The epithelial barrier is composed of tight junctions connected to the actin cytoskeleton via occludin or zonula occludens. It has been shown that mechanical strain of alveolar epithelial cells, mimicking mechanical ventilation with high tidal volumes, resulted in actin-mediated cell contraction with subsequent increased in paracellular permeability28 and breakdown of intercellular junctions.29,30 These junctions could be affected by mechanical injury, leading to pulmonary edema.31,32 In addition to maintaining the integrity of the epithelial barrier by the tight junctions, epithelial cells need mechanisms to reabsorb the fluids present in the interstitium and alveolar spaces after lung injury mediated by mechanical ventilation.33 This process is mediated by active transport of Na+ through amiloride-sensitive cation channels Epithelial Na+ Channels (ENaC) present in the apical cell membranes and the Na+/K+-ATPases localized mainly in the basolateral cell membrane.34,35,36,37 Electron microscope studies provided clear evidence for the major abnormalities in the blood-gas barrier during lung injury.

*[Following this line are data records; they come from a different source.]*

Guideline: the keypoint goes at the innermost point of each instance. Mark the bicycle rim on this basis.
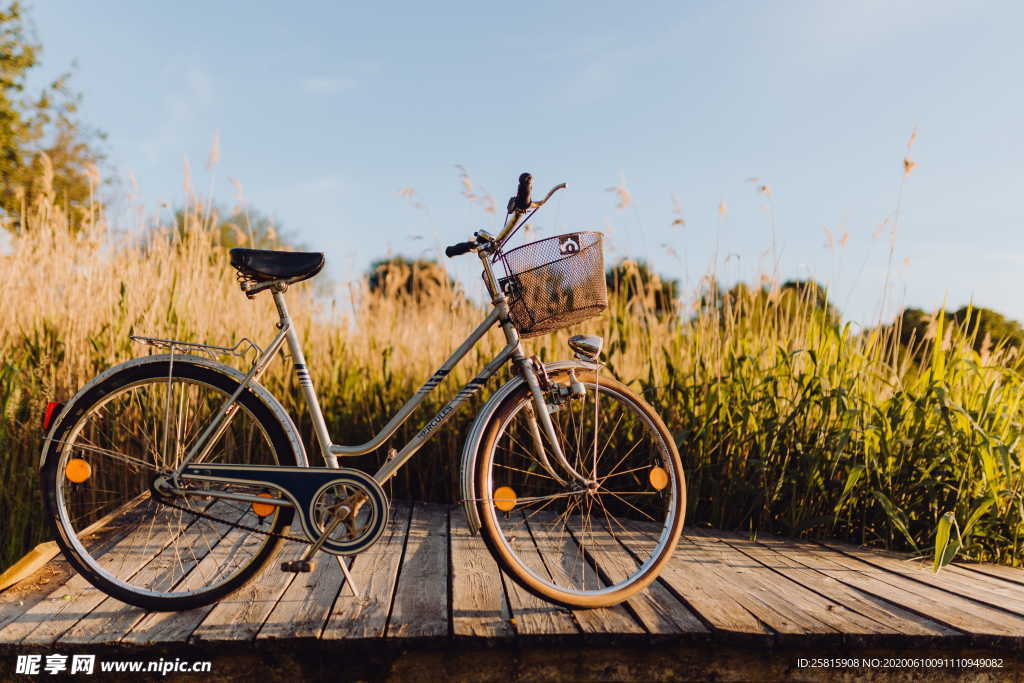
(585, 546)
(114, 522)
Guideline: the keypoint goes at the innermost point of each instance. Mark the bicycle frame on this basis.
(396, 459)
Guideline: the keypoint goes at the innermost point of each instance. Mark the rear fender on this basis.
(265, 396)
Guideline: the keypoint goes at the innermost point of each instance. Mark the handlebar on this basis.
(459, 249)
(521, 200)
(518, 206)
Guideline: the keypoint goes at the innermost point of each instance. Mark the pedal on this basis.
(298, 566)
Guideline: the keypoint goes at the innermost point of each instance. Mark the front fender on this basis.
(257, 388)
(472, 443)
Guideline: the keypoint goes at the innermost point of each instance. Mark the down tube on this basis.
(474, 385)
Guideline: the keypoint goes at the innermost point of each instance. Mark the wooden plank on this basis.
(421, 600)
(566, 564)
(890, 617)
(478, 605)
(29, 564)
(655, 607)
(52, 616)
(102, 536)
(1013, 574)
(112, 619)
(936, 604)
(530, 614)
(305, 605)
(225, 558)
(782, 605)
(983, 589)
(374, 572)
(241, 614)
(701, 586)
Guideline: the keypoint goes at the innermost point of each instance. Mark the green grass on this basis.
(787, 421)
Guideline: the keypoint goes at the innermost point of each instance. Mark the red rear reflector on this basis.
(52, 410)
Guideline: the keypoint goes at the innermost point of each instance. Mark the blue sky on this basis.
(325, 112)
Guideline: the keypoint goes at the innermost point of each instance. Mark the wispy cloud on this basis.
(190, 92)
(327, 85)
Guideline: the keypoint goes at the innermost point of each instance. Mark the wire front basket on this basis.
(554, 283)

Damage of alveolar type I epithelial cells was observed in rabbits ventilated with a peak inspiratory pressure of 20 cm H2O for 6 hours.38 In these studies, some endothelial cells were detached from their basement membrane, resulting in the formation of intra-capillary blebs. There were also occasional breaks in endothelial cells. More prolonged exposure to injurious stress produced alveolar epithelial pathology ranging from inter- and intra-cellular gap formations with denuded basement membranes to extensive cell destruction.39

In summary, and as discussed in an excellent review by Dr. Rozycki,23 alveolar development requires an orchestrated signaling cross-talk among different cells of the distal lung.40 Given that type I epithelial cells are critical for normal lung development and to maintain the hemostasis of the distal lung, damage of these cells and/or their progenitors by mechanical ventilation and hyperoxia could not only disrupt normal pulmonary development but also have a significant contribution to the pulmonary edema and inflammation observed in patients with BPD. Future studies will provide more insights into the role of these forgotten cells in fetal lung development and lung injury of premature lungs. 

CONFLICTS OF INTEREST

The authors declare that they have no conflicts of interest.